Agony aunt: ‘There’s nothing sexier than a man who isn’t a slave to his masculinity’
Pegging problems? Condom crises? Itchy issues? Worry no more – let sexpert and agony aunt Lauren Welsby-Riley talk you through how to make getting your rocks off even more fun
Every time I have sex with my situationship I get a UTI - how do I tell him I’m concerned about his hygiene?

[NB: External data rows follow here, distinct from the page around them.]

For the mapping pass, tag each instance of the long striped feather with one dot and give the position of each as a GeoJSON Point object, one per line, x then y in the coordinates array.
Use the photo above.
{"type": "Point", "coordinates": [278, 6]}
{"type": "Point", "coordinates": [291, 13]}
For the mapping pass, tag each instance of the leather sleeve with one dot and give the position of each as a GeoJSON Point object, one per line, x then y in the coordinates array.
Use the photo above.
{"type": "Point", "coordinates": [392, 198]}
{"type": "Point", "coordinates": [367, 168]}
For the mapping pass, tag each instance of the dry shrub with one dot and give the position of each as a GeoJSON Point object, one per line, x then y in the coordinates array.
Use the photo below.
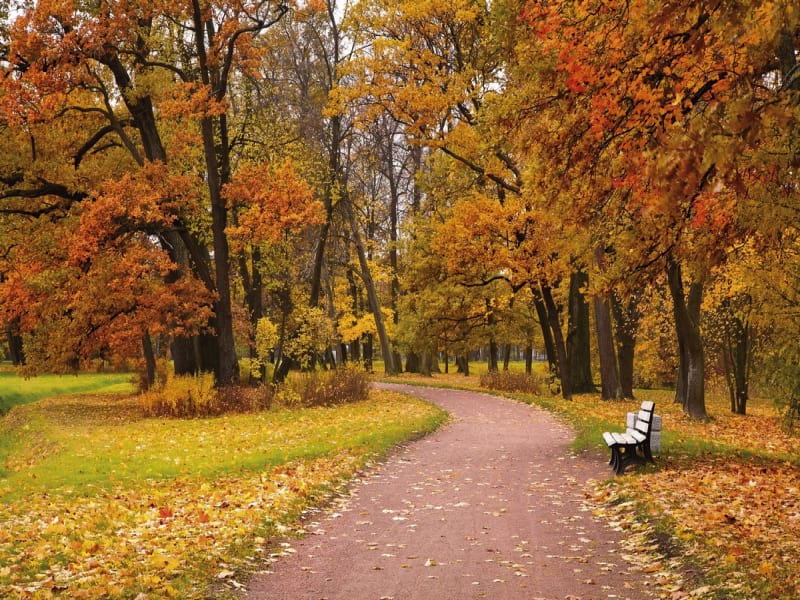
{"type": "Point", "coordinates": [507, 381]}
{"type": "Point", "coordinates": [183, 396]}
{"type": "Point", "coordinates": [325, 388]}
{"type": "Point", "coordinates": [237, 398]}
{"type": "Point", "coordinates": [195, 396]}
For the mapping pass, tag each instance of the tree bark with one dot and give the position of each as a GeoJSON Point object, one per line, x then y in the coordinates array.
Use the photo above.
{"type": "Point", "coordinates": [372, 296]}
{"type": "Point", "coordinates": [737, 354]}
{"type": "Point", "coordinates": [149, 360]}
{"type": "Point", "coordinates": [15, 349]}
{"type": "Point", "coordinates": [686, 310]}
{"type": "Point", "coordinates": [579, 352]}
{"type": "Point", "coordinates": [547, 335]}
{"type": "Point", "coordinates": [627, 324]}
{"type": "Point", "coordinates": [610, 388]}
{"type": "Point", "coordinates": [558, 342]}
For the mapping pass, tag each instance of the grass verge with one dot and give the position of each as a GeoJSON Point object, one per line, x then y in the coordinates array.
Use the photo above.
{"type": "Point", "coordinates": [719, 514]}
{"type": "Point", "coordinates": [110, 504]}
{"type": "Point", "coordinates": [16, 390]}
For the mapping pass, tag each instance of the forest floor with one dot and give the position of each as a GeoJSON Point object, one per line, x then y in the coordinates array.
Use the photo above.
{"type": "Point", "coordinates": [493, 505]}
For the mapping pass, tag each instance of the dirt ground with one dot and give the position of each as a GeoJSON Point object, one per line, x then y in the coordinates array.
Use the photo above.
{"type": "Point", "coordinates": [489, 506]}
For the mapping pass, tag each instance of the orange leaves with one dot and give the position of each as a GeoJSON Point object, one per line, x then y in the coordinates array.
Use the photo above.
{"type": "Point", "coordinates": [276, 202]}
{"type": "Point", "coordinates": [148, 198]}
{"type": "Point", "coordinates": [746, 513]}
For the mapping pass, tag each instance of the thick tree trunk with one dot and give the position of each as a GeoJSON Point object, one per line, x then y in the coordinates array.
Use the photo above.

It’s a tale as old as time. For too long has the drinks aisle of Mainsbury’s been stripped bare of cranberry juice thanks to the complete unwillingness of men to give their penises a proper wash in the shower. And as if it isn’t bad enough that it stings when you wee, you now have the task of gentle parenting your man-child into practising proper hygiene so that you, or whatever unfortunate creature he climbs into bed with next, may be spared the same fate. I suggest you start with some light subliminal messaging; when he’s not looking, swap his 5-for-1 tea tree shower gel with toiletries that don’t burn the first few layers of your skin off. If that still doesn’t work, it might be time to ditch the antibiotics and find yourself a new, hopefully cleaner, man.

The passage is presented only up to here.